GIOVANNI DI PAOLO
(b. ca. 1399, Siena, d. 1482, Siena)

St Catherine of Siena Exchanging Her Heart with Christ

1447-65
Tempera and gold on wood, 29 x 23 cm
Metropolitan Museum of Art, New York

This painting belongs to a narrative cycle depicting scenes from the life of Catherine of Siena, a fourteenth-century Dominican saint, who was a minister to the poor as well as a mystic. The panels, based on a biography of Saint Catherine written in 1385 by her confessor Raymond of Capua, represent the first complete pictorial cycle of her life. This series may have been produced following St Catherine's canonization in 1461 and added as a predella (base) to a preexisting altarpiece.
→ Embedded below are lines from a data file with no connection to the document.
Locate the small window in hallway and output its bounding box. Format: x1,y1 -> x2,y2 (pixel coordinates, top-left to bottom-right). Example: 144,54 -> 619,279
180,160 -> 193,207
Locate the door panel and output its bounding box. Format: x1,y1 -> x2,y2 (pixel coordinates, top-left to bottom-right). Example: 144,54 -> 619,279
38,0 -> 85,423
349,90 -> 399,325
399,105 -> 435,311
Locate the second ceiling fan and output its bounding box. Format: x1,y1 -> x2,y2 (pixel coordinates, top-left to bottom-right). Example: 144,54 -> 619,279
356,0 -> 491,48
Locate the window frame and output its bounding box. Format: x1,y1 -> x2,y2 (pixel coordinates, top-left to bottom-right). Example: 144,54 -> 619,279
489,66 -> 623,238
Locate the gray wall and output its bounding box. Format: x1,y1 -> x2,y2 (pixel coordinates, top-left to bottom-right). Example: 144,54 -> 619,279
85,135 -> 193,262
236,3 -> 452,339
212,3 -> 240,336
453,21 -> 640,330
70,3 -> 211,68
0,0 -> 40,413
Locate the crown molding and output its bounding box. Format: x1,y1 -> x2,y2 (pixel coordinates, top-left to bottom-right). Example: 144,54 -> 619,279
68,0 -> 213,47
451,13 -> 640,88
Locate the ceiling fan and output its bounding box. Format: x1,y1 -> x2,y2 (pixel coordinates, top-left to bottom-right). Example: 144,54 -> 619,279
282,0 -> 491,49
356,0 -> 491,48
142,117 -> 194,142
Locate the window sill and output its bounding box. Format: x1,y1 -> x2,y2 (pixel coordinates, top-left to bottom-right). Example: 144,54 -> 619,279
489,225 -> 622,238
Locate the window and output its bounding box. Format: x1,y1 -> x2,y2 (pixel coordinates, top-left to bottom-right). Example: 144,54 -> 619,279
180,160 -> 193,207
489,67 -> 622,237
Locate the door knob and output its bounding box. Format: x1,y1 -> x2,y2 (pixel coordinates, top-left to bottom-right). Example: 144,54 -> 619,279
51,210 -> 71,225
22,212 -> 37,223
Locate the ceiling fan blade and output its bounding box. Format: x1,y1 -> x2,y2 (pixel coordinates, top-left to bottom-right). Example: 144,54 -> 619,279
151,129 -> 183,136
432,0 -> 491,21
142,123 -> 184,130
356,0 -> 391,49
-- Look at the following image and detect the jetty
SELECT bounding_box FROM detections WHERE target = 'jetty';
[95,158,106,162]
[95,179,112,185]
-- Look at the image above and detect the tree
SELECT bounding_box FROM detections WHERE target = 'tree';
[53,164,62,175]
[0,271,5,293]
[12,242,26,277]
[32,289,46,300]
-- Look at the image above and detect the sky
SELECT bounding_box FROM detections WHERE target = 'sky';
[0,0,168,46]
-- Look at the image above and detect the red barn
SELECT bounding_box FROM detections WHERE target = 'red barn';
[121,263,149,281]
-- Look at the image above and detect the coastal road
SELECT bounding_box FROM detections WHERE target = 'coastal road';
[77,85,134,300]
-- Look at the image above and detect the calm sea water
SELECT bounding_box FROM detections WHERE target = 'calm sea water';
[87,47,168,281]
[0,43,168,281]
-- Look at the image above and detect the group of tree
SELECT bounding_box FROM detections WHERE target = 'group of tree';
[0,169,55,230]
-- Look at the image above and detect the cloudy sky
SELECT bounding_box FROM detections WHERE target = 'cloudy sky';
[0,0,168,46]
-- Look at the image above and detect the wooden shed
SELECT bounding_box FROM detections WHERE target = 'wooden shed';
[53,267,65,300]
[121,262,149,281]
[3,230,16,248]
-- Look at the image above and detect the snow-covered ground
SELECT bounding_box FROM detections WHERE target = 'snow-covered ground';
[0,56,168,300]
Catherine Benincasa was born in Siena about 1347, died in 1380, and was canonized in 1461. She was a member of the Dominican order, a mystic, and minister to the poor and plague-stricken. This picture illustrates St Catherine's miraculous levitation and exchange of her bloody heart with Christ. These miracles are recounted in his biography of Catherine by her confessor, Raymond of Capua; however, Raymond describes them as three separate episodes. In one, Christ takes Catherine's heart. In another, in the church of San Domenico in Siena, Christ appears and places his heart in her side. Raymond then describes her levitations, during which Catherine "contemplated the marvels of God." Giovanni di Paolo did not follow any of these accounts specifically. Rather he combined them, emphasizing their mystic nature by congesting the space with three ecclesiastical buildings. The small church alongside which Catherine levitates has an open door, above which is a figure of Christ as the Man of Sorrows - a poignant contrast to his appearance to Catherine, his hand raised in blessing while she holds a bleeding heart.